FICHE QUESTION
13ème législature
Question N° : 112226  de  Mme   Delong Sophie ( Union pour un Mouvement Populaire - Haute-Marne ) QE
Ministère interrogé :  Santé
Ministère attributaire :  Santé
Question publiée au JO le :  28/06/2011  page :  6809
Réponse publiée au JO le :  09/08/2011  page :  8657
Rubrique :  fonction publique hospitalière
Tête d'analyse :  psychologues
Analyse :  revendications
Texte de la QUESTION : Mme Sophie Delong appelle l'attention de Mme la secrétaire d'État auprès du ministre du travail, de l'emploi et de la santé, chargée de la santé, sur les inquiétudes relatives à l'avenir de la profession de psychologue. Force est de constater que cette profession rencontre des problèmes dans tous ses champs d'activités, santé, scolaire, médico-social, justice, public, associatif ou privé. Le décret n° 2010-534 du 20 mai 2010 relatif à l'usage du titre de psychothérapeute introduit l'obligation d'obtenir le titre de psychothérapeute pour exercer cette profession mais ne prend pas en compte la formation des psychothérapeutes déjà formés en psychothérapie.

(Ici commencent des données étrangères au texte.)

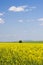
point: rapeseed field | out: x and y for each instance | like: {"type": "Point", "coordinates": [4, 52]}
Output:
{"type": "Point", "coordinates": [21, 53]}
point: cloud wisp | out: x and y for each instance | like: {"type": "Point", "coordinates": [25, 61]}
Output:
{"type": "Point", "coordinates": [1, 14]}
{"type": "Point", "coordinates": [17, 9]}
{"type": "Point", "coordinates": [1, 21]}
{"type": "Point", "coordinates": [40, 19]}
{"type": "Point", "coordinates": [21, 8]}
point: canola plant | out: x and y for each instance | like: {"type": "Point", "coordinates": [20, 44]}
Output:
{"type": "Point", "coordinates": [21, 54]}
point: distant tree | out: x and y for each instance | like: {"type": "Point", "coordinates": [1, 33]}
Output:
{"type": "Point", "coordinates": [20, 41]}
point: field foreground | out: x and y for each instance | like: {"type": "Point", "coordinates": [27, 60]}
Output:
{"type": "Point", "coordinates": [21, 54]}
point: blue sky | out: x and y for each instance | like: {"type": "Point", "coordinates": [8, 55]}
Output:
{"type": "Point", "coordinates": [21, 20]}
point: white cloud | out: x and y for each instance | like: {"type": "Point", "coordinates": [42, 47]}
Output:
{"type": "Point", "coordinates": [40, 19]}
{"type": "Point", "coordinates": [21, 8]}
{"type": "Point", "coordinates": [17, 9]}
{"type": "Point", "coordinates": [1, 14]}
{"type": "Point", "coordinates": [1, 21]}
{"type": "Point", "coordinates": [41, 24]}
{"type": "Point", "coordinates": [20, 21]}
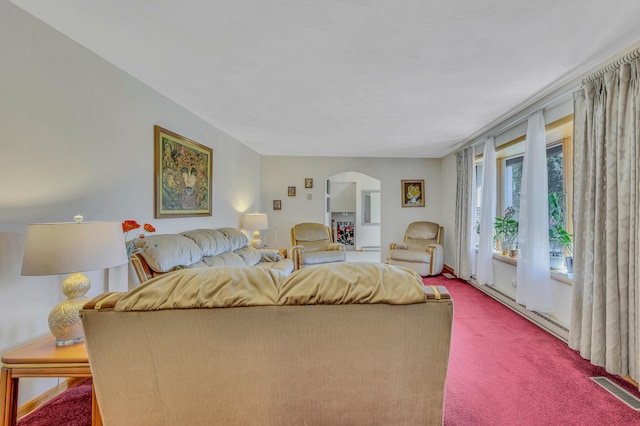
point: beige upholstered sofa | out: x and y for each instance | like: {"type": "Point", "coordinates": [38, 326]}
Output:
{"type": "Point", "coordinates": [161, 253]}
{"type": "Point", "coordinates": [336, 344]}
{"type": "Point", "coordinates": [312, 244]}
{"type": "Point", "coordinates": [421, 249]}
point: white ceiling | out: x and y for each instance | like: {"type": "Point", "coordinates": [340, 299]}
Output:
{"type": "Point", "coordinates": [366, 78]}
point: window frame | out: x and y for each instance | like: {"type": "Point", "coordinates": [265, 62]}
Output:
{"type": "Point", "coordinates": [515, 148]}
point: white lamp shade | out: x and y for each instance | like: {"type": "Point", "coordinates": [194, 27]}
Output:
{"type": "Point", "coordinates": [61, 248]}
{"type": "Point", "coordinates": [256, 221]}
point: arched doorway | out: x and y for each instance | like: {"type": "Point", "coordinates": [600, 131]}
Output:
{"type": "Point", "coordinates": [353, 211]}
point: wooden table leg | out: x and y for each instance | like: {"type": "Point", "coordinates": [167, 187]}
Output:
{"type": "Point", "coordinates": [9, 391]}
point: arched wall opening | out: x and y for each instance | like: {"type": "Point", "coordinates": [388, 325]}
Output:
{"type": "Point", "coordinates": [353, 210]}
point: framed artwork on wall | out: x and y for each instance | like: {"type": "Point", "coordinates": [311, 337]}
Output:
{"type": "Point", "coordinates": [183, 176]}
{"type": "Point", "coordinates": [413, 193]}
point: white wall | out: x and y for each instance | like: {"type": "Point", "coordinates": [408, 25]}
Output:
{"type": "Point", "coordinates": [78, 138]}
{"type": "Point", "coordinates": [280, 172]}
{"type": "Point", "coordinates": [366, 235]}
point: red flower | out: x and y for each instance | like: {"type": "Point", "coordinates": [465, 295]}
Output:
{"type": "Point", "coordinates": [130, 225]}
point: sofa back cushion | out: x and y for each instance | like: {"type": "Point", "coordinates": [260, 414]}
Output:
{"type": "Point", "coordinates": [164, 252]}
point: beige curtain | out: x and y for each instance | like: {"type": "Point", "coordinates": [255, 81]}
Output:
{"type": "Point", "coordinates": [465, 207]}
{"type": "Point", "coordinates": [605, 317]}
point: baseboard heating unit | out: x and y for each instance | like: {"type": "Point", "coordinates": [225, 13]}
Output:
{"type": "Point", "coordinates": [543, 321]}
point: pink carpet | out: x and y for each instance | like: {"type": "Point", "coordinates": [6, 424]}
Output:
{"type": "Point", "coordinates": [504, 370]}
{"type": "Point", "coordinates": [70, 408]}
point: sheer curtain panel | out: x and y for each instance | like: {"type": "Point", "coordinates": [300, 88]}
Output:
{"type": "Point", "coordinates": [605, 321]}
{"type": "Point", "coordinates": [484, 268]}
{"type": "Point", "coordinates": [464, 213]}
{"type": "Point", "coordinates": [533, 288]}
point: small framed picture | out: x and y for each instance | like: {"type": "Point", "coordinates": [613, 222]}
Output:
{"type": "Point", "coordinates": [413, 193]}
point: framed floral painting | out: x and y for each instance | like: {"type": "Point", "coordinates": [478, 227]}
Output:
{"type": "Point", "coordinates": [183, 176]}
{"type": "Point", "coordinates": [413, 193]}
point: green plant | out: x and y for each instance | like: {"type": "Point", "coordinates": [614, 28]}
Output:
{"type": "Point", "coordinates": [557, 232]}
{"type": "Point", "coordinates": [506, 228]}
{"type": "Point", "coordinates": [560, 236]}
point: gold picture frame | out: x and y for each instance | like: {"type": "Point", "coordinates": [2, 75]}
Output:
{"type": "Point", "coordinates": [413, 193]}
{"type": "Point", "coordinates": [183, 176]}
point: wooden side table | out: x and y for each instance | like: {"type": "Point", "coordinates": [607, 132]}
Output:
{"type": "Point", "coordinates": [40, 359]}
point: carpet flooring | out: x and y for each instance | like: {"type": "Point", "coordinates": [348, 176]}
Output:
{"type": "Point", "coordinates": [503, 370]}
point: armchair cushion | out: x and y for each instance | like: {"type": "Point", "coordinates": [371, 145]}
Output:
{"type": "Point", "coordinates": [421, 250]}
{"type": "Point", "coordinates": [312, 244]}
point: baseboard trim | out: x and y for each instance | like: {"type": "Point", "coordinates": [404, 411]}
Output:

Avec cette nouvelle législation, certains employeurs exigent déjà des psychologues pratiquant la psychothérapie qu'ils soient inscrits sur les registres départementaux des psychothérapeutes, ce qui oblige ces professionnels déjà en exercice de refaire une formation alors qu'ils sont titulaires d'un bac + 5 et pratiquent cette discipline depuis de nombreuses années. Par ailleurs, la circulaire DGOS/RH4 n° 2010-354 du 20 mai 2010 qui vient éclairer le décret 91-129 du 31 janvier 1991 modifié portant statut des psychologues de la fonction publique hospitalière vient introduire par son écriture un traitement discriminatoire entre les professionnels psychologues selon leur statut, titulaire ou contractuel concernant la possibilité de bénéficier d'un temps de formation d'information et de recherche (FIR). Elle lui demande de lui indiquer les mesures que le Gouvernement entend prendre en la matière.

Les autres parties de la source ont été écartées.